Под белое вино, которое Лима считала смесью мочи с пенициллином, и мясо из пластикового контейнера разговор завязался довольно непринужденный. Соседку звали Мариной. Это была дамой с непростой судьбой. В недавнем прошлом она схлопотала условный срок за избиение мужа бейсбольной битой. Змей-адвокат хотел ее и вовсе отмазать, но, несмотря на все его старания, доказать действие в состоянии аффекта не удалось, так как за неделю до этого она методично заказала биту через интернет, не заказав мячи.

– А что послужило поводом?
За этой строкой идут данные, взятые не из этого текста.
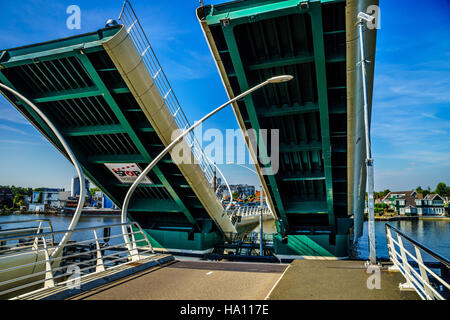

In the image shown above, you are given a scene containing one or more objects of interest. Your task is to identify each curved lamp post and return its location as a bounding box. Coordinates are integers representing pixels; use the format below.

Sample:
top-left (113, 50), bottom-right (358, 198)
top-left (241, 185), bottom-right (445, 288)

Я понимаю, что все они этого заслуживают, но обычно мы как-то терпим, и только какие-то из ряда вон выходящие события спускают курок.

– Когда баба просит что-то починить, мужик начинает с того, что подвергает ее слова сомнению: тебе показалось, там все в порядке, ничего чинить не надо, ты просто не умеешь пользоваться, потому что ты дура. Если она подробно и технически грамотно излагает суть поломки, мужик проверяет сначала все другие варианты, потому что, по его мнению, ничего кроме глупости баба сказать не может. И только когда все варианты исчерпаны, он нехотя, с видом униженным и оскорбленным принимает ее версию. Блин, действительно надо чинить! Это так бесит! К тому же я его застукала с пуританкой.

– Ты имела в виду – с путанкой?

– Один черт! А скажи, пожалуйста, Лима – это в честь столицы Перу?

– Это в честь Олимпиады-80.

Надо сказать, имя доставляло ей неприятности с детства – и шутку про Перу, и про Лимпопо, и про ламу, и многие другие хохмы она слышала не раз, и иногда даже представлялась Лидой, чтобы избежать насмешек. Но правда всегда выходила наружу, что создавало неловкие ситуации, и после окончания школы она перестала придуриваться и стала называться, как родители решили.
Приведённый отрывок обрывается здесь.